The Directional Bias Helps Stochastic Gradient Descent to Generalize in Kernel Regression Models

TL;DR

This paper investigates how stochastic gradient descent (SGD) in kernel regression models exhibits a directional bias towards the dominant eigenvector, which may explain its superior generalization compared to gradient descent (GD).

Contribution

It generalizes the known directional bias property of SGD from linear regression to kernel regression, providing theoretical insights into its convergence behavior.

Findings

SGD converges along the eigenvector of the largest eigenvalue of the Gram matrix.

GD converges along the eigenvector of the smallest eigenvalue.

Simulation and case studies demonstrate the impact on generalization error.

Abstract

We study the Stochastic Gradient Descent (SGD) algorithm in nonparametric statistics: kernel regression in particular. The directional bias property of SGD, which is known in the linear regression setting, is generalized to the kernel regression. More specifically, we prove that SGD with moderate and annealing step-size converges along the direction of the eigenvector that corresponds to the largest eigenvalue of the Gram matrix.

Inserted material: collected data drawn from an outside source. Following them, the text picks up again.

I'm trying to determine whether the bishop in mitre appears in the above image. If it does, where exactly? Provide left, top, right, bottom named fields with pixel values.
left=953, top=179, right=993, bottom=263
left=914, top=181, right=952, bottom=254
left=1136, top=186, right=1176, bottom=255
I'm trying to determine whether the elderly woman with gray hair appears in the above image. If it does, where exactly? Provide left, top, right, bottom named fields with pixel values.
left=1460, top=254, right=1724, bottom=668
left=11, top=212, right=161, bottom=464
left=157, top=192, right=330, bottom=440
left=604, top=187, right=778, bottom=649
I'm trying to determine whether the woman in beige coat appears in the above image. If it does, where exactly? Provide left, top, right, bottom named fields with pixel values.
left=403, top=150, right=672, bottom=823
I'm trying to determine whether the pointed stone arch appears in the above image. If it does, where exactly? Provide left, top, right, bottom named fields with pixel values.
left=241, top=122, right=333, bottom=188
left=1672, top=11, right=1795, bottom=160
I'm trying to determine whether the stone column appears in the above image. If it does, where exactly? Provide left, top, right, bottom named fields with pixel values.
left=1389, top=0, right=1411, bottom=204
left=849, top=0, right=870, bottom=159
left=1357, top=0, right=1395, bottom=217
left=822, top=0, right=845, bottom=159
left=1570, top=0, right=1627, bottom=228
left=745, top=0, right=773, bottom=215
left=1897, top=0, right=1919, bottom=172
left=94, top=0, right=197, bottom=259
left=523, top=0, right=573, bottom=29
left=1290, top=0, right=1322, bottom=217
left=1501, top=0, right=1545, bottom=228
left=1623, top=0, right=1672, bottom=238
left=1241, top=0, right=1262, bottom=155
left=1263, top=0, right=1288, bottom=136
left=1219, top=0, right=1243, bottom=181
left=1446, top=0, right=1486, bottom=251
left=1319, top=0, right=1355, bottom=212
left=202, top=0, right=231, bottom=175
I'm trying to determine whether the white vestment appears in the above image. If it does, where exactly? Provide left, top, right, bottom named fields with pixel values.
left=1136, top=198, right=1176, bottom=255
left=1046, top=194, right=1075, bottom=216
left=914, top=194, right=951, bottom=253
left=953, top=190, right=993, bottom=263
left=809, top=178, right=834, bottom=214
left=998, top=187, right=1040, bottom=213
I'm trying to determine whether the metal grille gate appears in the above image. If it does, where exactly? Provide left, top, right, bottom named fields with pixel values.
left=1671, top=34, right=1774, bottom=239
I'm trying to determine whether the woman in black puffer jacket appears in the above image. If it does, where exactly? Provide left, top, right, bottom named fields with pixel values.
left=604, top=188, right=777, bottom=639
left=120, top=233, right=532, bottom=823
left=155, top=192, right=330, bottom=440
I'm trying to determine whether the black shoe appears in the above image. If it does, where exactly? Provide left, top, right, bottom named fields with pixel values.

In addition, the Gradient Descent (GD) with a moderate or small step-size converges along the direction that corresponds to the smallest eigenvalue. These facts are referred to as the directional bias properties; they may interpret how an SGD-computed estimator has a potentially smaller generalization error than a GD-computed estimator. The application of our theory is demonstrated by simulation studies and a case study that is based on the FashionMNIST dataset.